Department of Medical Physics and Biomedical Engineering, UCL, London, WC1E 6BT, UK.
Nikon X-Tek Systems Ltd, Tring, Herts, HP23 4JX, UK.
Nat Commun. 2022 Sep 9;13(1):4651. doi: 10.1038/s41467-022-32402-0.
X-ray imaging has been boosted by the introduction of phase-based methods. Detail visibility is enhanced in phase contrast images, and dark-field images are sensitive to inhomogeneities on a length scale below the system's spatial resolution. Here we show that dark-field creates a texture which is characteristic of the imaged material, and that its combination with conventional attenuation leads to an improved discrimination of threat materials. We show that remaining ambiguities can be resolved by exploiting the different energy dependence of the dark-field and attenuation signals. Furthermore, we demonstrate that the dark-field texture is well-suited for identification through machine learning approaches through two proof-of-concept studies. In both cases, application of the same approaches to datasets from which the dark-field images were removed led to a clear degradation in performance. While the small scale of these studies means further research is required, results indicate potential for a combined use of dark-field and deep neural networks in security applications and beyond.

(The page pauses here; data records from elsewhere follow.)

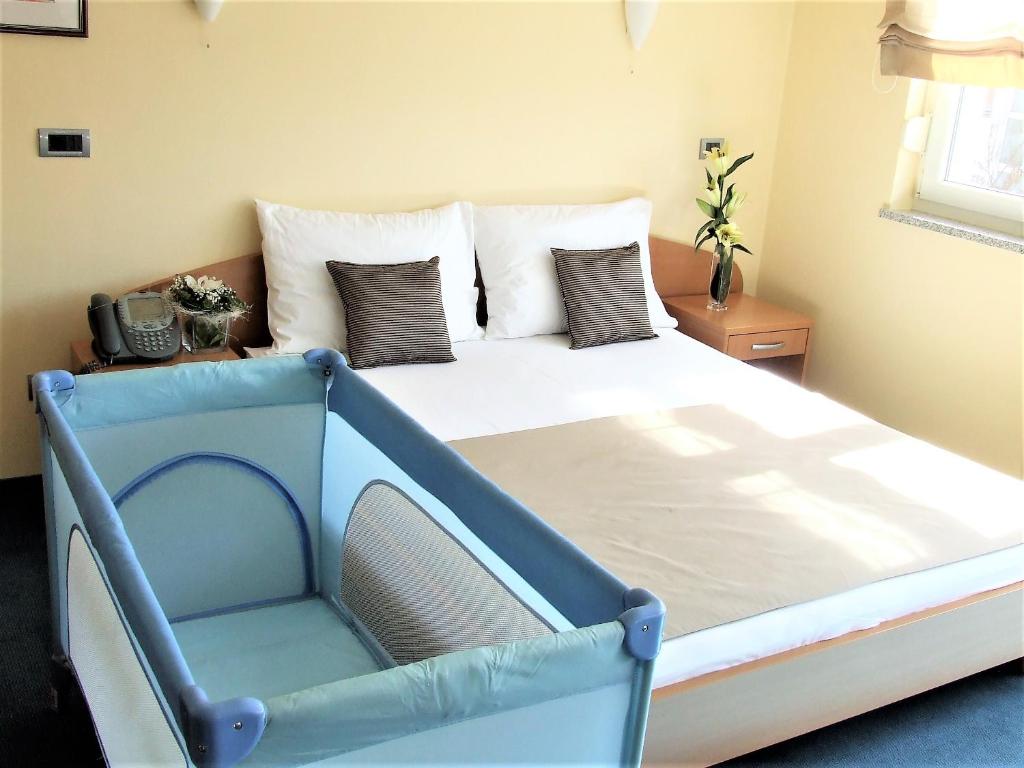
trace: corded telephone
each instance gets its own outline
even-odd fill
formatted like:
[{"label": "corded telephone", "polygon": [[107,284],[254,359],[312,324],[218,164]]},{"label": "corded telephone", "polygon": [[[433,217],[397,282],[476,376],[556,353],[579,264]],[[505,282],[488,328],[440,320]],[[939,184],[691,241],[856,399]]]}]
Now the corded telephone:
[{"label": "corded telephone", "polygon": [[181,347],[174,311],[159,293],[129,293],[117,302],[105,293],[89,301],[92,349],[101,365],[158,363],[170,360]]}]

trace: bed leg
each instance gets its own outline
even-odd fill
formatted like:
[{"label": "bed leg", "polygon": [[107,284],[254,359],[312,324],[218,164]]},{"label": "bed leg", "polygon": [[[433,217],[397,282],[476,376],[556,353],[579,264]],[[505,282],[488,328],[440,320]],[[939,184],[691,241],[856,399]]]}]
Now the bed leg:
[{"label": "bed leg", "polygon": [[71,706],[71,700],[81,698],[75,676],[71,673],[71,665],[67,657],[54,654],[50,657],[50,709],[62,712]]},{"label": "bed leg", "polygon": [[54,654],[50,658],[50,707],[57,713],[63,745],[56,748],[58,755],[73,756],[76,764],[100,765],[103,752],[96,739],[89,706],[78,686],[66,657]]}]

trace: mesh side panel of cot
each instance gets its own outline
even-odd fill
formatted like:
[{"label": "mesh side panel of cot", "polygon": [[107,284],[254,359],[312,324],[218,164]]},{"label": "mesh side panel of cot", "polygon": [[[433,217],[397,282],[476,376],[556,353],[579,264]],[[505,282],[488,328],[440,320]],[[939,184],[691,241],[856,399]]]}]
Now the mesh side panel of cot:
[{"label": "mesh side panel of cot", "polygon": [[398,489],[371,483],[342,547],[341,600],[398,664],[551,633]]},{"label": "mesh side panel of cot", "polygon": [[82,534],[68,547],[68,652],[111,766],[188,761]]}]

X 射线成像是通过引入基于相位的方法得到增强的。在相位对比图像中,细节可见度得到提高,而暗场图像对低于系统空间分辨率的长度尺度上的非均匀性敏感。在这里,我们表明暗场会产生一种与被成像材料特征相关的纹理,并且将其与传统的衰减相结合,可以提高对威胁材料的区分能力。我们表明,通过利用暗场和衰减信号的不同能量依赖性,可以解决剩余的歧义。此外,我们通过两项概念验证研究证明,暗场纹理非常适合通过机器学习方法进行识别。在这两种情况下,将相同的方法应用于从其中去除暗场图像的数据集,都会导致性能明显下降。虽然这些研究的规模较小,需要进一步研究,但结果表明,在安全应用和其他领域中,暗场和深度神经网络的联合使用具有潜力。